Shifting from body shaming to body positivity is a transformational journey—one that requires consistent effort, patience, and a whole lot of self-love. But remember, each step you take is a step closer to fully embracing the unique and beautiful individual you are.

How to Help a Loved One with Body Shaming

Seeing someone you care about endure body shaming can be distressing. Your empathy and understanding, however, can make a world of difference to them.

Express your concern and your affection for them genuinely. Use phrases like, “I’m worried when you continually focus on your weight,” or “It hurts me to hear you criticize your looks.”

Lend a patient ear and allow them to voice their feelings. Instead of making assumptions, inquire about how you can assist them. Sometimes, all they might want is a non-judgmental listener or a comforting shoulder.

Reframe the conversation from their physical attributes to other qualities you appreciate in them. Bring attention to their kindness, intelligence, zest for life, or any unique talents they possess.

If Body Shaming Affects Your Child:

Discovering that your young one has faced body shaming can be deeply painful. However, as with other forms of bullying, there are actionable steps to handle or even preempt such issues.

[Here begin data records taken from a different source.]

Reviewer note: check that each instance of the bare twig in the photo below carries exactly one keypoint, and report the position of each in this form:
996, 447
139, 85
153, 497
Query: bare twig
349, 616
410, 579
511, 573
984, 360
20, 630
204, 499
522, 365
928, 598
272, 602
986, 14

  • Educate Them: Make your child aware of the reality of body shaming, emphasizing the importance of mutual respect. Stress that any form of body shaming is intolerable.
  • Engage with the School: If the incident took place at school, consider discussing it with the educators or school management.
  • Broaden Their Social Horizons: If their current friends are the culprits, encourage your child to branch out. Joining clubs, teams, or other extracurricular activities can provide them with a fresh, supportive circle.
  • Model Positive Behavior: Reflect on how you talk about your own body. Lead by example by using uplifting or neutral language concerning body image.
  • Monitor Their Online World: Limit their exposure to social media and stay updated about their online engagements. The earlier you recognize signs of body shaming, the quicker you can intervene.
  • Reinforce Your Love: Reiterate that your love for them is not bound by their external appearance. Ensure your comments about their looks are always uplifting and avoid making jokes that might hurt their self-esteem.
  • Promote a Healthy Lifestyle: While emphasizing the importance of health, sidestep topics like appearance, weight, or diet. Highlight the capabilities of their body, praising its strengths and what it allows them to achieve.
  • Boost Their Confidence: Activities like sports, volunteering, or group pursuits not only enhance self-esteem but can also refine social skills. Encourage physical activities, as they can alleviate stress and elevate mood.

In the end, it’s about fostering an environment of love, acceptance, and understanding, helping your loved one navigate the challenges of body shaming with resilience and self-worth.